Just because I suffer with anxiety and panic attacks, does that make me a ‘nut job’? Does that make me ‘weak’? no.

Just because I have an obsession with funky socks and sausage dogs, does that make me a ‘Fruit loop’? okay, well maybe a little…

But, I am a person. We are people. We are the same.

I actually think that having suffered with anxiety and depression has helped to shape me as a person. It has made me more mindful of other people and their situations. It has been the reason I have met some of my best friends and It’s the reason I’m so passionate about mental health and the reason I am here now.

Writing this blog has bought together so many people already. I have received heaps of messages from people and I have heard some truly inspirational stories.

What I don’t think people realise about mental health, is that it affects everyone. It doesn’t target a certain type of person. It can affect any occupation, any gender, any race, any age, any background… Anyone.

It is not acceptable for these terms to be thrown about making people too afraid to talk about what they are going through.

People should not have to cower away in fear of being judged or treated differently.

Having a mental health condition is like fighting a war in your own mind, every moment of every day. It can’t be switched off. It’s a medical condition and needs the care and attention that every other medical condition gets unconditionally.

Why should I and my mental health be treated any differently?

I am not ashamed.

I will do what it takes to make that difference and to beat this stigma.

Stay with me here.

Anxiety + Depression + Me = Still me!

In just 2 days, my blogs have been read over 1,100  times.. and counting! The numbers go up every time I look.  I never expected this to even reach the hundreds, let alone the thousands!

To me, this just proves that people do want to know about mental health… people want to learn about it, read about it and talk about it and that’s great!!!

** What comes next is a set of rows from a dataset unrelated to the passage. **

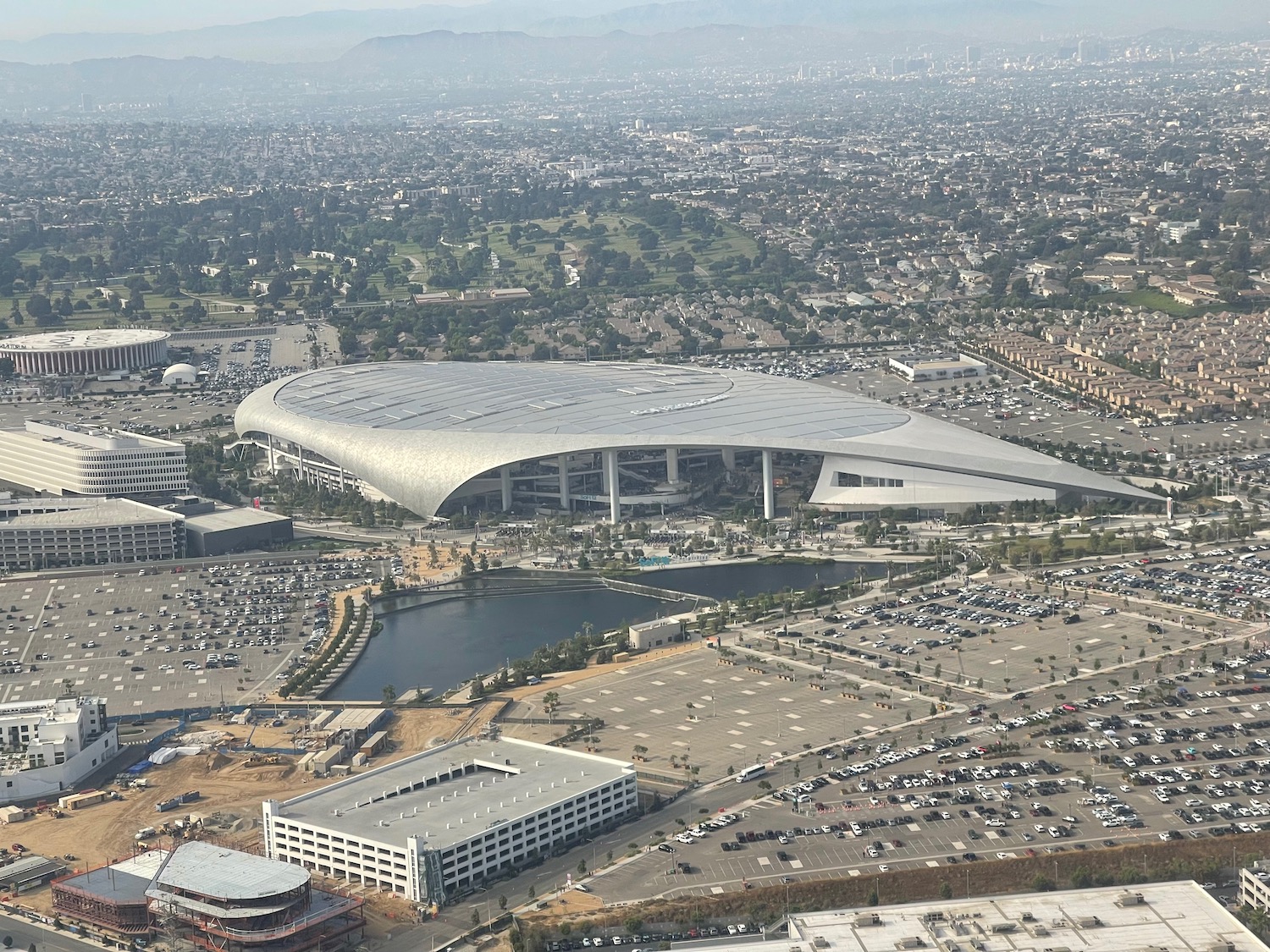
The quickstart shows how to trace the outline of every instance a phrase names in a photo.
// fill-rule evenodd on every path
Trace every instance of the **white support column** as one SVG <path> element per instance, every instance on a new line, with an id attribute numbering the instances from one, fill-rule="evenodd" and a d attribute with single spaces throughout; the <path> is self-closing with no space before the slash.
<path id="1" fill-rule="evenodd" d="M 772 485 L 772 451 L 763 451 L 763 518 L 776 518 L 776 487 Z"/>
<path id="2" fill-rule="evenodd" d="M 617 476 L 616 449 L 605 451 L 605 481 L 608 484 L 608 518 L 616 526 L 622 518 L 622 496 L 617 485 L 621 480 Z"/>
<path id="3" fill-rule="evenodd" d="M 560 508 L 569 512 L 569 457 L 560 453 L 556 466 L 560 467 Z"/>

In less than 24 hours, I received messages from lots of people; people in appreciation that my story had been shared, people who have shared some of their stories with me, people who could relate to my experiences and people who wanted to know more.  That is exactly what I wanted to achieve.

I can’t tell you how grateful I am for all the support and kind comments from all of you. It really has boosted my mood.

I think one of the biggest reasons that people avoid a conversation about mental health is that they don’t know what to say. People worry about offending you or saying the wrong thing.

In my experience… it is the acknowledgement that I am a person that really matters. There is nothing worse than seeing someone you know and for them to avoid conversation with you. It’s is more offensive to me for you to avoid me because I’ve been ill, nothing you could say would upset me as much as that. I have experienced this, and it made me feel isolated, weak and unwanted. It made me feel like that was how the whole world saw me and that I might actually be crazy.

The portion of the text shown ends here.